Ce qui est vrai pour le moteur l’est aussi, du moins partiellement, pour la caisse autoporteuse. Mais le problème est ici différent, il est lié à la déformation. En effet, le plastique se déforme jusqu’à un certain point puis il casse (ce qui n’est pas toujours le cas du métal). Nous sommes donc face à un souci de réparation. Il y a aussi des améliorations à apporter pour rendre thermoplastiques les matériaux composites et ainsi pouvoir les utiliser dans des process classiques d’injection. C’est une piste très intéressante pour l’avenir, et des sociétés comme Rhodia ont présenté des matériaux allant dans ce sens lors du salon Kunststoffe 2010.

Peut-on être plus optimistes avec d’autres éléments ?

Je le crois. Rien ne nous empêche d’imaginer un ouvrant (porte, capot, haillon) intégralement en plastique. À nous de faire en sorte que le design, la facilité de mise en oeuvre et le coût soient au rendez-vous. Autre chantier : les sièges. Leur masse est beaucoup trop importante par rapport à leur usage. Idem en ce qui concerne le poids du tableau de bord, pour lequel une solution d’allègement reste à trouver. Encore un exemple ? Celui de la carrosserie bi-tons. Jusqu’à présent, il s’agit de peindre le véhicule de deux couleurs différentes alors que le plastique autoriserait cette décoration tout en l’agrémentant d’une découpe sympa. Ce matériau permettrait aussi de personnaliser les intérieurs des véhicules et ainsi de répondre aux demandes de nos clients. 
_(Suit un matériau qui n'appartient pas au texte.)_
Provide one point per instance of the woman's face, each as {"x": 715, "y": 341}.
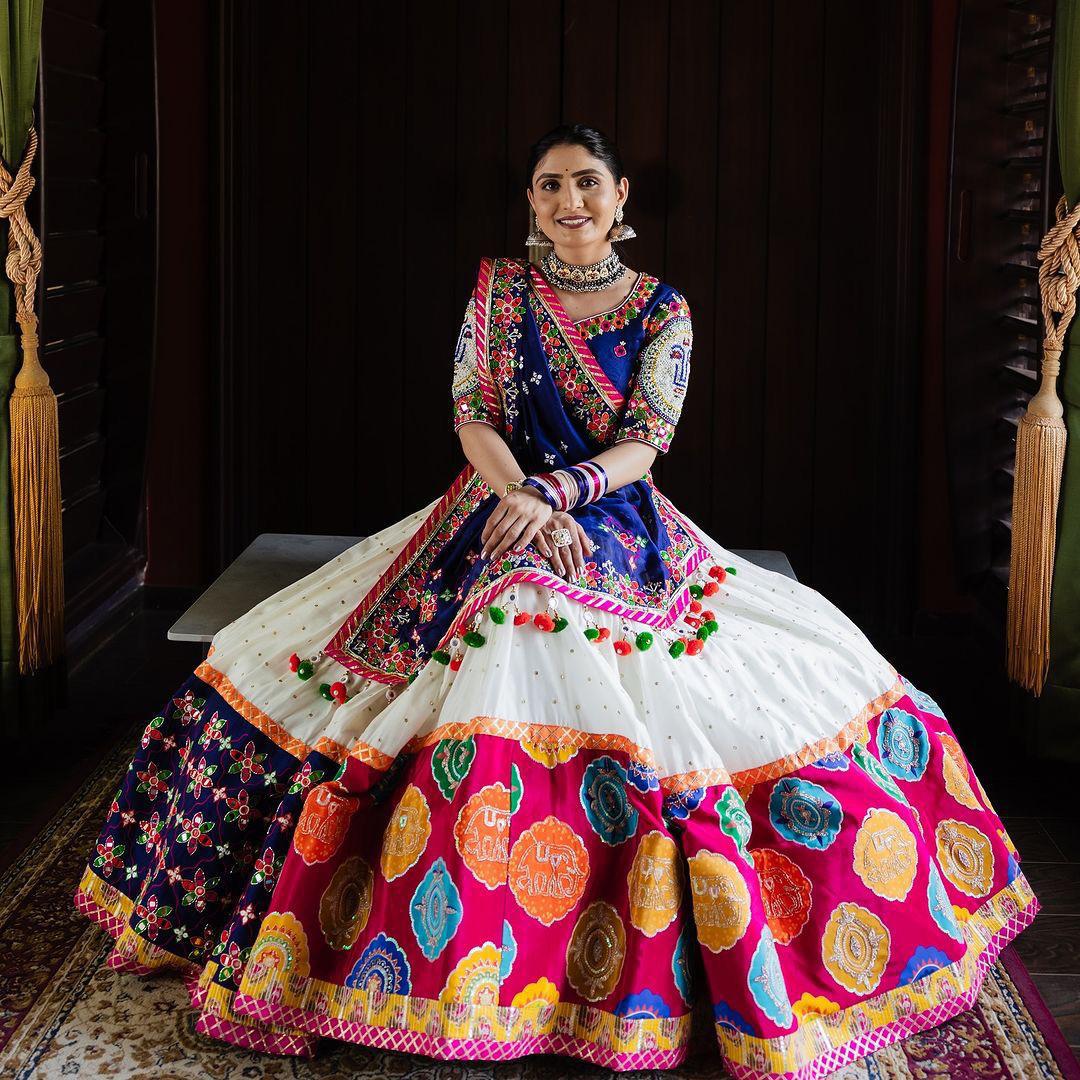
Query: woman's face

Nous travaillons également sur des matériaux de sellerie capables de résister à des agressions comme le soleil, les rayures, la salissure, etc. Les sièges des derniers Espace sont équipés d’un revêtement Téflon® les rendant quasiment insalissables.

Nous pensons aussi que les véhicules de demain, et notamment les véhicules électriques, seront multi-utilisateurs. Nous cherchons donc des matériaux qui garantissent un bon vieillissement, et les matériaux plastiques et composites sont, sur ce point, réellement prometteurs.
Ainsi, il n’est pas insensé de réfléchir à des habitacles lavables à grandes eaux.

Quels critères prenez-vous en compte quand vous décidez de substituer l’acier au plastique ? 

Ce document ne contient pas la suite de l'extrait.